Douglas County refocuses efforts on manufacturing sector

Douglas County is doubling down on manufacturing businesses after reassessing its four-year old economic development strategy.

The original 2010 economic vitality plan included a dozen projects that have been reduced to eight after two were completed, one eliminated and four more combined into two.

Out of that revision emerged a new key component the county is calling Accelerating Advanced Manufacturing.

The repositioning was partly the result of a 2012 study of local technology businesses, which highlighted how important its manufacturing cluster was to the county’s economy, says Lisa Granahan, Douglas County’s economic vitality manager.

The study, for example, found that the sector had grown from 107 business locations in 2000 to 141 in 2010 and employed 1,800 people with an average annual wage of $61,666 for a total of $111 million in wages.

“There were 25 businesses in that cluster that we interviewed and 90 percent said they would hire in the next three years,” says Granahan. “And 46 percent said they purchased less than 10 percent of their supplies in Nevada.”

That gave the county focus: workforce development and building a network of local buyers and suppliers. A third need – to streamline the county’s permitting process – came out of comments from and interviews with the companies.

A team of volunteers led by Renae Louie, executive director, Business Council of Douglas County, and Christina Slade, a business consultant, were assembled and their first order of business is to make site visits.

“We’re going to reach out the 25 plus advanced manufacturers we did that survey with and update it,” says Louie. “Some have expanded, some have relocated. We’ll update all that. Mainly, we’re going to focus on job recruitment and a trained workforce.”

The county is building a $7 million STEM – science, technology, engineering and math – center at the Douglas County High School that is set to open its doors in 2015. The goal is to better prepare local students both for college and for working for local manufactruers immediately after high school.

The county is already working with Western Nevada College, which shaped part of its curriculum to better meet standards set by GE Bently, the county’s biggest manufacturer, when the company couldn’t find enough workers who could pass a basic technology test for employment.

The college offers its Right Skills Now program at its Carson City campus, and the county is working to possibly offer that and other manufacturing-focused classes on WNC’s Douglas campus, says Denise Castle, workforce development case manager for the county, who is also a member of the Accelerating Advanced Manufacturing team.

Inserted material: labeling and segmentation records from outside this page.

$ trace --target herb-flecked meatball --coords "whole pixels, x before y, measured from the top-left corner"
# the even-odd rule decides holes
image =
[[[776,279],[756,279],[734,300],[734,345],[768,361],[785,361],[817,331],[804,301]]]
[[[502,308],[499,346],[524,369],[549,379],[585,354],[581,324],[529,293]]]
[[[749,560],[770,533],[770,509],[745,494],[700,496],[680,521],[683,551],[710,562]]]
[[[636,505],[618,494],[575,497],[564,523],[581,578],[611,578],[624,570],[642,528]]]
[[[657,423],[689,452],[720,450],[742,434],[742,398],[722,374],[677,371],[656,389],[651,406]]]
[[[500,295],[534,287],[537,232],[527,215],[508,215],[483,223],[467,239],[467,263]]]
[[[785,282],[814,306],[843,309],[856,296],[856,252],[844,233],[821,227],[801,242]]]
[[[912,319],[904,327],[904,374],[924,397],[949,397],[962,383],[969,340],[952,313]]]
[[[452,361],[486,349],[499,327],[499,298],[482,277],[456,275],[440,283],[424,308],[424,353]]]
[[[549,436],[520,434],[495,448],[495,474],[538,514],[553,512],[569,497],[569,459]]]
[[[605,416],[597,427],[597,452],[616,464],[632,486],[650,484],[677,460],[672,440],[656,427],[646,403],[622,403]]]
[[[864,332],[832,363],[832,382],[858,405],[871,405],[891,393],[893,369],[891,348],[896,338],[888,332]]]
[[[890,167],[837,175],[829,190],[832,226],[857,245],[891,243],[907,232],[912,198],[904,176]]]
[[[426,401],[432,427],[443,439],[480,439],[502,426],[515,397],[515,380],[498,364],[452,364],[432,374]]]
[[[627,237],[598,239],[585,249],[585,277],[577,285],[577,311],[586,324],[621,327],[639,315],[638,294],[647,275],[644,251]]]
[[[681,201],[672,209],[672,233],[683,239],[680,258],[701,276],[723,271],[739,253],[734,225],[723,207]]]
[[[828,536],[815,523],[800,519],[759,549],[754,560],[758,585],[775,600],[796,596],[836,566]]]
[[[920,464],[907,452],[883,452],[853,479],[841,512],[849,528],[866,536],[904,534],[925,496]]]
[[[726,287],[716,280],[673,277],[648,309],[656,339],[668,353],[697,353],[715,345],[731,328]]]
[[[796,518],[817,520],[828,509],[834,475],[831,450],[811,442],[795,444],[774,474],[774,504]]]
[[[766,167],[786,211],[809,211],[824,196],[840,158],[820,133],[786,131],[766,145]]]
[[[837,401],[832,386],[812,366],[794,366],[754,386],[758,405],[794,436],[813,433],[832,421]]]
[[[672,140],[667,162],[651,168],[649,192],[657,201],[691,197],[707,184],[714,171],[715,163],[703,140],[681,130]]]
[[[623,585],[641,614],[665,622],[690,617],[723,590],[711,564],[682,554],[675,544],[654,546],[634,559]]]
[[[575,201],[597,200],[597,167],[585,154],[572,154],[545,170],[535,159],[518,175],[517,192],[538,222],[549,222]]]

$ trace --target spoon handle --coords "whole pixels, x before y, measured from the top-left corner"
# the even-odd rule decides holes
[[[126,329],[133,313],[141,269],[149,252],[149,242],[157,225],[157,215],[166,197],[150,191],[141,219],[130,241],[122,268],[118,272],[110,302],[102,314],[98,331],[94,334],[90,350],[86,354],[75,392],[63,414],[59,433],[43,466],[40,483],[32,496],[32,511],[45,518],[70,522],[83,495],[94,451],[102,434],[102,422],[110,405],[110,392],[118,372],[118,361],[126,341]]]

Despite the new focus on manufacturing, the county has already made a start. Louie says local buyers and suppliers were matched after the 2012 survey and the county is considering putting that database online for public use.

Open for Business lets a business schedule one meeting with county planners rather than go to multiple offices to get all the necessary permits and documents.

Granahan says the Accelerating Advanced Manufacturing will be measured like other projects, based on the jobs created, average wages and worksites.